Avo Kanadjian, vice president of worldwide marketing for Rambus (Los Altos, Calif.), said DRAM vendors won't spurn RDRAM much longer. "I'm very confident that between the three RDRAM makers they can motivate other suppliers," he said.
Kanadjian said DDR is mired in compatibility problems, something that PC OEMs don't have to worry about with RDRAMs, because those parts are validated at the component, module and system levels. And he said Brookdale is not designed to meet the bandwidth requirements of the Pentium 4, which Intel originally intended for use with two channels of RDRAM.
Not a showstopper
The subject of DDR compatibility problems is open to debate, however.
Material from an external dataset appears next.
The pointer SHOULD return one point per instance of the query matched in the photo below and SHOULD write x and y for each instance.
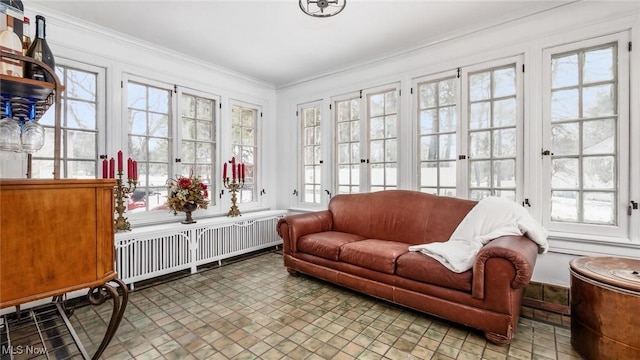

Systems engineers with AMD said it's possible to mix DDR modules from different vendors. And Semico analyst Merritt said compatibility problems are normal and will not be a showstopper. "I don't see it being a major problem down the road," he said.
But SDRAM and DDR may not be able to match some of the advantages of a protocol-based memory like Rambus, some said. Most observers said the industry will eventually need a narrow, protocol-based DRAM, though some question whether RDRAM in its current form is it.
One advantage of RDRAM, observers said, is that it relies on a fast interface rather than wide I/O, so two channels can be added to a DRAM controller with little consequence. The current Pentium 4 chip set and the Sony Playstation 2, for example, use two Rambus channels with a bandwidth of 1.6 Gbytes/second each.
Adding channels to a DDR DRAM controller is a problem, because standard DRAMs need a lot of I/O. And as chip set makers add functionality like graphics to the north bridge, bond pad spacing is getting so tight that a second DDR interface would be too cumbersome for cost-sensitive PCs, some said.
A more realistic scheme is to up performance with the current 64-bit bus, said Chang of Via. Via is investigating the approach of module maker Kentron Technologies (Wilmington, Mass.), which uses FETs to phase-shift two clocks between DDR devices to deliver 4 bits per clock.
But Acer's Leung said packagers are getting better at squeezing bond pads closer together, making it possible to bolt two DDR interfaces onto a controller. "Everyone in Taiwan is working like a dog on this," he said.